Strangely enough, an American traveler, Patrick Rogers, who came to Meghalaya in early 2014, was the first person to encourage him in this endeavor, claims Morningstar.
A visit in 2015 to the famous Nohwet bridge near Mawlynnong village, a Major Tourist Destination, shocked him. What pained him was the concrete made in the area surrounding the tree. Besides poor aesthetics, these structures reduce the roots’ access to water.
And this led to the setup of the Living Bridge Initiative in 2016. Morningstar’s work truly transformed after he acquired a smartphone. Besides facilitating greater awareness of social media, it also helped him organize and create his own Facebook page.
During the rains, maintenance becomes the primary focus for him.
He applies rotten leaf, soil, and wood close to the bark of the tree, giving the ficus tree nutrition and helping it grow.
Even today, these structures are useful in places that don’t have roads.
Besides bridges, Morningstar is using similar techniques to build other structures in the forest, ranging from ladders, swings, seating platforms to even tunnels.
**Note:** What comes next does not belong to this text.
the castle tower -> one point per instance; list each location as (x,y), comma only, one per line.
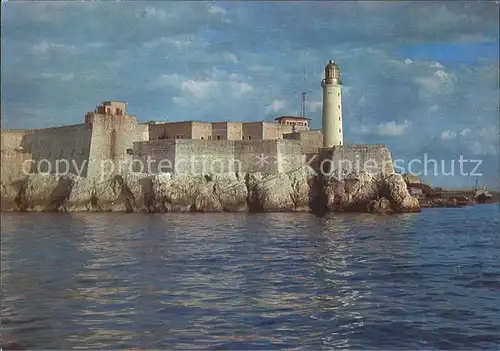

Morningstar calls this ‘living architecture’.
He is also a guide for travelers in these parts, and on occasions, receives additional donations from them to fund his endeavor.
He was particularly surprised by the unexpected support from the Technical University of Munich, who supported his initiative and even presented him with a camera to take quality photos.
He has also received recognition from institutions in Shillong like the North-Eastern Hill University (NEHU), which invited him to give a presentation at a conference in March 2019.